From the moment Barbara first came into his shop, beautiful, enthusiastic, approachable, he fell in love with her. She hardly had the income to indulge her excellent taste, but bought things anyway, even if it meant eating less: a beautiful yellow Lucie Rie bowl, a larger brown one by Gwen Hanson. Sometimes John would offer a lovingly cooked dinner, a bottle of wine, and a lot of talk about himself. He carved a wooden figure of her in a piece of gnarly fruit wood, about four inches high mounted on a plinth, that was an unsettlingly accurate image of her in the nude. He frequently came round to our flat to visit her, and to complain about the constraints of his marriage, and how much his children sided with their mother against him.
One weekend John came round after closing his shop. He was in a lot of pain with headaches, which had increased in severity over the last month, and which he described – and we agreed – as a symptom of the unhappiness that his marriage caused him.
‘You know,’ he said, ‘sometimes I don’t think I can stand it any more. I feel like I’m going mad.’
We listened sympathetically. Mad didn’t scare us.
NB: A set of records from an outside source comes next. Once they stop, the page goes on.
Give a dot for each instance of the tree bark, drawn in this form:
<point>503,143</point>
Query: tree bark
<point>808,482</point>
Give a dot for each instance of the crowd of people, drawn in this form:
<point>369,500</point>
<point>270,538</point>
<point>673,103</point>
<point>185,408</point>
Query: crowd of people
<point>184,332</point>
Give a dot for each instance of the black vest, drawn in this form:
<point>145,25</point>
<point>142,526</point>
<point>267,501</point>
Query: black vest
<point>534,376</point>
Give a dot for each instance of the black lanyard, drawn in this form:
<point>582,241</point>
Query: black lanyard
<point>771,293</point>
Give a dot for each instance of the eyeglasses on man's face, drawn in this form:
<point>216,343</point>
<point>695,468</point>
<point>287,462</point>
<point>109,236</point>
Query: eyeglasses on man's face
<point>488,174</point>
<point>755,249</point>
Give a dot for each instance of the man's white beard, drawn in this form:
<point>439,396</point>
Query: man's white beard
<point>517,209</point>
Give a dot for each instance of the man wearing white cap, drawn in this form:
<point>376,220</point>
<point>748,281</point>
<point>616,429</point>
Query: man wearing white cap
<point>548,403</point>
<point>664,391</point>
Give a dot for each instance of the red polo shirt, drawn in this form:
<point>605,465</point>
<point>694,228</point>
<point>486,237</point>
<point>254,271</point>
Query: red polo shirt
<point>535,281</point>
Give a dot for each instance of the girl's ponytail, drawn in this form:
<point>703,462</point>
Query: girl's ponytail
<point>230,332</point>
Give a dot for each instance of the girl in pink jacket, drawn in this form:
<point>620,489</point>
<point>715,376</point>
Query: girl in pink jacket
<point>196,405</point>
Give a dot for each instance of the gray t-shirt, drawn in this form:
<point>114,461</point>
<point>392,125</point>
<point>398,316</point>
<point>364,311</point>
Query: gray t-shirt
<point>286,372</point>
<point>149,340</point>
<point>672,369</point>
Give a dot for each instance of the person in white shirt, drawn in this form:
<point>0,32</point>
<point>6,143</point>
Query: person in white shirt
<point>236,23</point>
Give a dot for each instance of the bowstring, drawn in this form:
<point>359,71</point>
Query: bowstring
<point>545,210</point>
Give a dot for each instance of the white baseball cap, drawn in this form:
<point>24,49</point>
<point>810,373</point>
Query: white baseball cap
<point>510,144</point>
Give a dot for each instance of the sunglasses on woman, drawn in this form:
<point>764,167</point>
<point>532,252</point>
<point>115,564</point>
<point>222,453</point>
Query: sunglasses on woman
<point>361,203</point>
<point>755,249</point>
‘Sometimes I have these thoughts, I keep having them, that one day I’ll just get a gun and kill us all . . .’ He held his head in his hands. I went to make tea while Barbara comforte
d him.
‘I know,’ she said, ‘people often have fantasies like that, I’m glad you can talk about it. You’re not mad. You mustn’t feel guilty.’
He shook his head. ‘I can actually see myself doing it. I go upstairs and get the shotgun...’
‘Don’t!’ Barbara said. ‘Don’t dwell on it. It isn’t good for you.’
He cheered up a little after dinner, stayed the night, and headed back to his house in the country in the morning.
Later that week, I found Barbara waiting for me tearfully, clutching a copy of the Guardian, outside St Clare’s College, where I had been teaching a course on modern English Literature to a group of American junior year abroad students. On the front page was the story. John had, indeed, shot his wife and children, then himself after setting the house on fire.
‘We should have taken him more seriously,’ she said, ‘we should have helped him.’ Although the autopsy revealed a brain tumour, which was held by the coroner to be an explanation for the tragedy, we couldn’t help but feel responsible. Our problem hadn’t been lack of seriousness, we’d been serious in the wrong way. The obvious and appropriate response – are you sure you’re getting the right medical advice about these headaches? – was disabled by the times. Doctors were not to be trusted: purveyors of mother’s little helpers like valium, barbaric imposers of ECT, doctors treated symptoms rather than causes, believed in suppression rather than expression.